REPUBLIKA.CO.ID, PALEMBANG -- Diterimanya uji materil tentang pengajuan Peninjauan Kembali (PK) oleh Mahkamah Konstitusi (MK) dianggap mengacaukan sistem hukum di Indonesia. Mantan Ketua Hakim Konstitusi Mahfud MD mengatakan, bahkan, putusan MK yang menerima judical review itu, berbahaya.
"Saya berpikir spontan saja, begitu mendengar ada vonis seperti itu," kata dia, saat kunjungannya ke Musi Rawas, Palembang, Jumat (7/3). Mahmud mengatakan, sebagai warga negara paham hukum, dirinya cemas atas prospek hukum di Indonesia.

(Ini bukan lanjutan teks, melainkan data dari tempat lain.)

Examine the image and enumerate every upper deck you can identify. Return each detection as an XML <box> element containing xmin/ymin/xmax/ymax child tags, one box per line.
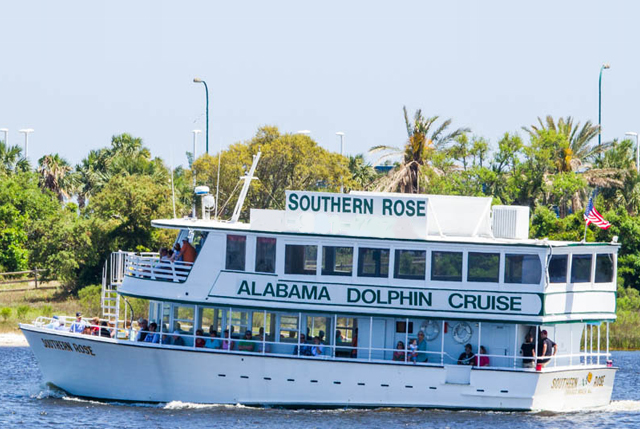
<box><xmin>119</xmin><ymin>191</ymin><xmax>619</xmax><ymax>324</ymax></box>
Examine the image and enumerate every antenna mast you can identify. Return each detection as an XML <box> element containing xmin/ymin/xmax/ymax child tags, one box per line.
<box><xmin>230</xmin><ymin>151</ymin><xmax>261</xmax><ymax>223</ymax></box>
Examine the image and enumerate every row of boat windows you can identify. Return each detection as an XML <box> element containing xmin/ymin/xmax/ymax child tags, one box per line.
<box><xmin>225</xmin><ymin>235</ymin><xmax>543</xmax><ymax>284</ymax></box>
<box><xmin>548</xmin><ymin>253</ymin><xmax>614</xmax><ymax>283</ymax></box>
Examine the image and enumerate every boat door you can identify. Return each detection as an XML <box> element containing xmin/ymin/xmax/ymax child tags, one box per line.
<box><xmin>480</xmin><ymin>323</ymin><xmax>513</xmax><ymax>368</ymax></box>
<box><xmin>370</xmin><ymin>318</ymin><xmax>386</xmax><ymax>361</ymax></box>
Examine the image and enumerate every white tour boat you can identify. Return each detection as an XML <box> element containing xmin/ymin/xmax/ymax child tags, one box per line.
<box><xmin>21</xmin><ymin>153</ymin><xmax>618</xmax><ymax>411</ymax></box>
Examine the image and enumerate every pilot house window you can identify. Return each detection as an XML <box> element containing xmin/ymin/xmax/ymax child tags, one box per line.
<box><xmin>357</xmin><ymin>248</ymin><xmax>389</xmax><ymax>278</ymax></box>
<box><xmin>322</xmin><ymin>246</ymin><xmax>353</xmax><ymax>276</ymax></box>
<box><xmin>255</xmin><ymin>237</ymin><xmax>276</xmax><ymax>273</ymax></box>
<box><xmin>394</xmin><ymin>250</ymin><xmax>426</xmax><ymax>279</ymax></box>
<box><xmin>285</xmin><ymin>245</ymin><xmax>317</xmax><ymax>275</ymax></box>
<box><xmin>571</xmin><ymin>254</ymin><xmax>592</xmax><ymax>283</ymax></box>
<box><xmin>548</xmin><ymin>255</ymin><xmax>568</xmax><ymax>283</ymax></box>
<box><xmin>431</xmin><ymin>251</ymin><xmax>462</xmax><ymax>282</ymax></box>
<box><xmin>225</xmin><ymin>235</ymin><xmax>246</xmax><ymax>271</ymax></box>
<box><xmin>505</xmin><ymin>254</ymin><xmax>542</xmax><ymax>284</ymax></box>
<box><xmin>467</xmin><ymin>252</ymin><xmax>500</xmax><ymax>283</ymax></box>
<box><xmin>595</xmin><ymin>254</ymin><xmax>614</xmax><ymax>283</ymax></box>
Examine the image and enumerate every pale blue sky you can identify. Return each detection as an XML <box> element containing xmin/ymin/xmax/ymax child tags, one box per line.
<box><xmin>1</xmin><ymin>1</ymin><xmax>638</xmax><ymax>167</ymax></box>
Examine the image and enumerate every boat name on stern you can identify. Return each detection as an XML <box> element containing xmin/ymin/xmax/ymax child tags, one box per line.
<box><xmin>41</xmin><ymin>338</ymin><xmax>96</xmax><ymax>356</ymax></box>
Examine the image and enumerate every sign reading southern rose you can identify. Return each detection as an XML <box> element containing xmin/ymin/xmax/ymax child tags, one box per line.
<box><xmin>284</xmin><ymin>191</ymin><xmax>429</xmax><ymax>239</ymax></box>
<box><xmin>208</xmin><ymin>273</ymin><xmax>543</xmax><ymax>317</ymax></box>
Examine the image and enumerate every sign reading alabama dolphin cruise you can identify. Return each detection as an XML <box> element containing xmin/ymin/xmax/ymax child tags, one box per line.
<box><xmin>284</xmin><ymin>190</ymin><xmax>429</xmax><ymax>239</ymax></box>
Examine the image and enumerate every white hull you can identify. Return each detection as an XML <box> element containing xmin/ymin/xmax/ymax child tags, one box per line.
<box><xmin>21</xmin><ymin>325</ymin><xmax>615</xmax><ymax>411</ymax></box>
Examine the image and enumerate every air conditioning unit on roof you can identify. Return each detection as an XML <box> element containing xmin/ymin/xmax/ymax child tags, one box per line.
<box><xmin>492</xmin><ymin>206</ymin><xmax>530</xmax><ymax>239</ymax></box>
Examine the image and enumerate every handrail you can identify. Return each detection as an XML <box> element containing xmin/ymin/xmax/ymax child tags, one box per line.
<box><xmin>124</xmin><ymin>255</ymin><xmax>194</xmax><ymax>282</ymax></box>
<box><xmin>30</xmin><ymin>316</ymin><xmax>613</xmax><ymax>372</ymax></box>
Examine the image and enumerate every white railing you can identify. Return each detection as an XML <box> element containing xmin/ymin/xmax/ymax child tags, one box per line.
<box><xmin>124</xmin><ymin>255</ymin><xmax>194</xmax><ymax>282</ymax></box>
<box><xmin>31</xmin><ymin>316</ymin><xmax>612</xmax><ymax>372</ymax></box>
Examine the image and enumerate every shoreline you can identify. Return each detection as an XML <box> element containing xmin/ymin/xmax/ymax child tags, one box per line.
<box><xmin>0</xmin><ymin>332</ymin><xmax>28</xmax><ymax>347</ymax></box>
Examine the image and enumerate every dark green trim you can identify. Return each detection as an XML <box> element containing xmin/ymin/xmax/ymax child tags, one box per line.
<box><xmin>152</xmin><ymin>220</ymin><xmax>619</xmax><ymax>249</ymax></box>
<box><xmin>544</xmin><ymin>290</ymin><xmax>616</xmax><ymax>296</ymax></box>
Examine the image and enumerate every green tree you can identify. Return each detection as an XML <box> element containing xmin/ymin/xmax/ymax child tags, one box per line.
<box><xmin>37</xmin><ymin>154</ymin><xmax>75</xmax><ymax>203</ymax></box>
<box><xmin>0</xmin><ymin>141</ymin><xmax>30</xmax><ymax>176</ymax></box>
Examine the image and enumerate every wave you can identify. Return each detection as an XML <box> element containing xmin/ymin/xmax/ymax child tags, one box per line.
<box><xmin>163</xmin><ymin>401</ymin><xmax>249</xmax><ymax>410</ymax></box>
<box><xmin>600</xmin><ymin>400</ymin><xmax>640</xmax><ymax>413</ymax></box>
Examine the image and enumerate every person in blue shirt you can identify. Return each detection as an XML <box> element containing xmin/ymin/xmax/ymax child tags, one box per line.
<box><xmin>144</xmin><ymin>322</ymin><xmax>160</xmax><ymax>343</ymax></box>
<box><xmin>416</xmin><ymin>331</ymin><xmax>428</xmax><ymax>363</ymax></box>
<box><xmin>205</xmin><ymin>330</ymin><xmax>222</xmax><ymax>349</ymax></box>
<box><xmin>69</xmin><ymin>312</ymin><xmax>86</xmax><ymax>334</ymax></box>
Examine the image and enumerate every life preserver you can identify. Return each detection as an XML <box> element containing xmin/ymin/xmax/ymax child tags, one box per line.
<box><xmin>420</xmin><ymin>320</ymin><xmax>440</xmax><ymax>341</ymax></box>
<box><xmin>452</xmin><ymin>322</ymin><xmax>473</xmax><ymax>344</ymax></box>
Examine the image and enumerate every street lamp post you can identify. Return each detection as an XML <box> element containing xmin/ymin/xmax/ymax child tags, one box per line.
<box><xmin>598</xmin><ymin>63</ymin><xmax>610</xmax><ymax>146</ymax></box>
<box><xmin>0</xmin><ymin>128</ymin><xmax>8</xmax><ymax>146</ymax></box>
<box><xmin>336</xmin><ymin>132</ymin><xmax>345</xmax><ymax>193</ymax></box>
<box><xmin>18</xmin><ymin>129</ymin><xmax>34</xmax><ymax>158</ymax></box>
<box><xmin>193</xmin><ymin>78</ymin><xmax>209</xmax><ymax>154</ymax></box>
<box><xmin>191</xmin><ymin>130</ymin><xmax>202</xmax><ymax>218</ymax></box>
<box><xmin>626</xmin><ymin>131</ymin><xmax>639</xmax><ymax>173</ymax></box>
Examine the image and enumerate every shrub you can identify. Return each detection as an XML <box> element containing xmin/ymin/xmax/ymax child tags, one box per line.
<box><xmin>0</xmin><ymin>307</ymin><xmax>11</xmax><ymax>321</ymax></box>
<box><xmin>16</xmin><ymin>305</ymin><xmax>30</xmax><ymax>320</ymax></box>
<box><xmin>78</xmin><ymin>284</ymin><xmax>102</xmax><ymax>317</ymax></box>
<box><xmin>41</xmin><ymin>304</ymin><xmax>53</xmax><ymax>317</ymax></box>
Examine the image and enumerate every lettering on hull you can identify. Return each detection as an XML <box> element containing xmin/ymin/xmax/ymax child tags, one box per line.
<box><xmin>41</xmin><ymin>338</ymin><xmax>96</xmax><ymax>356</ymax></box>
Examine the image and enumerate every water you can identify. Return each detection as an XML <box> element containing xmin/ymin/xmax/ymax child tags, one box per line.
<box><xmin>1</xmin><ymin>348</ymin><xmax>639</xmax><ymax>429</ymax></box>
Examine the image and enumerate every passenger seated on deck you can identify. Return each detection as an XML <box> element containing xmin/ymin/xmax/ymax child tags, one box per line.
<box><xmin>393</xmin><ymin>341</ymin><xmax>406</xmax><ymax>362</ymax></box>
<box><xmin>253</xmin><ymin>327</ymin><xmax>269</xmax><ymax>353</ymax></box>
<box><xmin>457</xmin><ymin>343</ymin><xmax>475</xmax><ymax>365</ymax></box>
<box><xmin>537</xmin><ymin>330</ymin><xmax>557</xmax><ymax>367</ymax></box>
<box><xmin>90</xmin><ymin>317</ymin><xmax>100</xmax><ymax>335</ymax></box>
<box><xmin>176</xmin><ymin>238</ymin><xmax>197</xmax><ymax>264</ymax></box>
<box><xmin>520</xmin><ymin>334</ymin><xmax>535</xmax><ymax>368</ymax></box>
<box><xmin>195</xmin><ymin>329</ymin><xmax>206</xmax><ymax>348</ymax></box>
<box><xmin>99</xmin><ymin>321</ymin><xmax>111</xmax><ymax>338</ymax></box>
<box><xmin>205</xmin><ymin>330</ymin><xmax>221</xmax><ymax>349</ymax></box>
<box><xmin>294</xmin><ymin>334</ymin><xmax>312</xmax><ymax>356</ymax></box>
<box><xmin>222</xmin><ymin>329</ymin><xmax>234</xmax><ymax>350</ymax></box>
<box><xmin>82</xmin><ymin>326</ymin><xmax>92</xmax><ymax>335</ymax></box>
<box><xmin>170</xmin><ymin>243</ymin><xmax>181</xmax><ymax>262</ymax></box>
<box><xmin>172</xmin><ymin>330</ymin><xmax>185</xmax><ymax>346</ymax></box>
<box><xmin>144</xmin><ymin>322</ymin><xmax>160</xmax><ymax>343</ymax></box>
<box><xmin>476</xmin><ymin>345</ymin><xmax>489</xmax><ymax>367</ymax></box>
<box><xmin>136</xmin><ymin>319</ymin><xmax>149</xmax><ymax>342</ymax></box>
<box><xmin>415</xmin><ymin>331</ymin><xmax>428</xmax><ymax>363</ymax></box>
<box><xmin>238</xmin><ymin>330</ymin><xmax>255</xmax><ymax>352</ymax></box>
<box><xmin>311</xmin><ymin>336</ymin><xmax>323</xmax><ymax>356</ymax></box>
<box><xmin>69</xmin><ymin>312</ymin><xmax>86</xmax><ymax>334</ymax></box>
<box><xmin>409</xmin><ymin>339</ymin><xmax>418</xmax><ymax>363</ymax></box>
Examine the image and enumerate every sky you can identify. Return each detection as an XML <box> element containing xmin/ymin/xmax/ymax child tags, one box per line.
<box><xmin>1</xmin><ymin>1</ymin><xmax>639</xmax><ymax>168</ymax></box>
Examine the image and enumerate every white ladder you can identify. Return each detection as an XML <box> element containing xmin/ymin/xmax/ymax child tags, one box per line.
<box><xmin>101</xmin><ymin>251</ymin><xmax>128</xmax><ymax>323</ymax></box>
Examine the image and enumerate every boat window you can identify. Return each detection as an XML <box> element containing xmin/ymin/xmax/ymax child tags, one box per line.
<box><xmin>467</xmin><ymin>252</ymin><xmax>500</xmax><ymax>283</ymax></box>
<box><xmin>225</xmin><ymin>235</ymin><xmax>246</xmax><ymax>271</ymax></box>
<box><xmin>548</xmin><ymin>255</ymin><xmax>568</xmax><ymax>283</ymax></box>
<box><xmin>505</xmin><ymin>254</ymin><xmax>542</xmax><ymax>284</ymax></box>
<box><xmin>336</xmin><ymin>317</ymin><xmax>357</xmax><ymax>358</ymax></box>
<box><xmin>571</xmin><ymin>254</ymin><xmax>593</xmax><ymax>283</ymax></box>
<box><xmin>430</xmin><ymin>251</ymin><xmax>462</xmax><ymax>282</ymax></box>
<box><xmin>284</xmin><ymin>244</ymin><xmax>318</xmax><ymax>275</ymax></box>
<box><xmin>172</xmin><ymin>305</ymin><xmax>194</xmax><ymax>335</ymax></box>
<box><xmin>279</xmin><ymin>314</ymin><xmax>299</xmax><ymax>341</ymax></box>
<box><xmin>255</xmin><ymin>237</ymin><xmax>277</xmax><ymax>273</ymax></box>
<box><xmin>199</xmin><ymin>307</ymin><xmax>223</xmax><ymax>334</ymax></box>
<box><xmin>595</xmin><ymin>254</ymin><xmax>614</xmax><ymax>283</ymax></box>
<box><xmin>357</xmin><ymin>248</ymin><xmax>390</xmax><ymax>278</ymax></box>
<box><xmin>192</xmin><ymin>231</ymin><xmax>208</xmax><ymax>254</ymax></box>
<box><xmin>322</xmin><ymin>246</ymin><xmax>353</xmax><ymax>276</ymax></box>
<box><xmin>306</xmin><ymin>315</ymin><xmax>332</xmax><ymax>344</ymax></box>
<box><xmin>229</xmin><ymin>311</ymin><xmax>250</xmax><ymax>338</ymax></box>
<box><xmin>251</xmin><ymin>311</ymin><xmax>273</xmax><ymax>339</ymax></box>
<box><xmin>396</xmin><ymin>321</ymin><xmax>414</xmax><ymax>334</ymax></box>
<box><xmin>160</xmin><ymin>302</ymin><xmax>171</xmax><ymax>333</ymax></box>
<box><xmin>394</xmin><ymin>250</ymin><xmax>426</xmax><ymax>280</ymax></box>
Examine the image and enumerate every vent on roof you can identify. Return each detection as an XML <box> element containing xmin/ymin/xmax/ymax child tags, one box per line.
<box><xmin>492</xmin><ymin>206</ymin><xmax>530</xmax><ymax>239</ymax></box>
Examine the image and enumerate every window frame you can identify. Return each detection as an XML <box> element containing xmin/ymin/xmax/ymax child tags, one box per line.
<box><xmin>357</xmin><ymin>247</ymin><xmax>390</xmax><ymax>278</ymax></box>
<box><xmin>225</xmin><ymin>234</ymin><xmax>247</xmax><ymax>271</ymax></box>
<box><xmin>430</xmin><ymin>250</ymin><xmax>463</xmax><ymax>282</ymax></box>
<box><xmin>393</xmin><ymin>249</ymin><xmax>426</xmax><ymax>280</ymax></box>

MK mengabulkan gugatan uji materil atas pasal 268 ayat (3) Kitab Undang-undang Hukum Acara Pidana (KUHAP). Gugatan itu diajukan oleh terpidana pembunuhan, Antasari Azhar. Dia ini, juga adalah bekas Ketua Komisi Pemberantasan Korupsi (KPK).
Antasari dipidana 18 tahun penjara lantaan terbukti turut serta dalam kasus pembunuhan, Direktur PT Rajawali Putra Banjaran, Nasrudin Zulkarnaen, 2009 lalu. Antasari pernah mengajukan PK atas kasus yang menimpanya itu pada 2011. Tapi, Mahkamah Agung (MA) menolak lantaran tidak ada bukti baru.
Penolakan MA itu menutup upaya hukum membebaskan diri Antasari. Ketentuan KUHAP pasal 268 ayat (3) mengatur, PK hanya boleh diajukan sekali. Dikabulkannya uji materil atas gugatan tersebut, membuat Antasari bisa ajukan PK berkali-kali.
Menurut Mahfud, putusan MK tetap sah. Akan tetapi, punya risiko juga rancu. Kata dia, putusan tersebut membuka pintu kepastian hukum yang tidak jelas. Sebab PK diatas PK sama artinya dengan 'menggantung' kepastian hukum. "Orang yang sudah dihukum masih bisa dianggap belum bersalah," kata dia.
Diterangkan dia, proses PK memang tidak bisa menangguhkan eksekusi seorang terpidana. Akan tetapi, di Indonesia, kata dia, banyak kasus eksekusi yang mangkrak lantaran menunggu PK. Jika PK bisa diajukan berkali-kali, maka, menurut dia bakal semakin sulit menemukan kepastian hukum.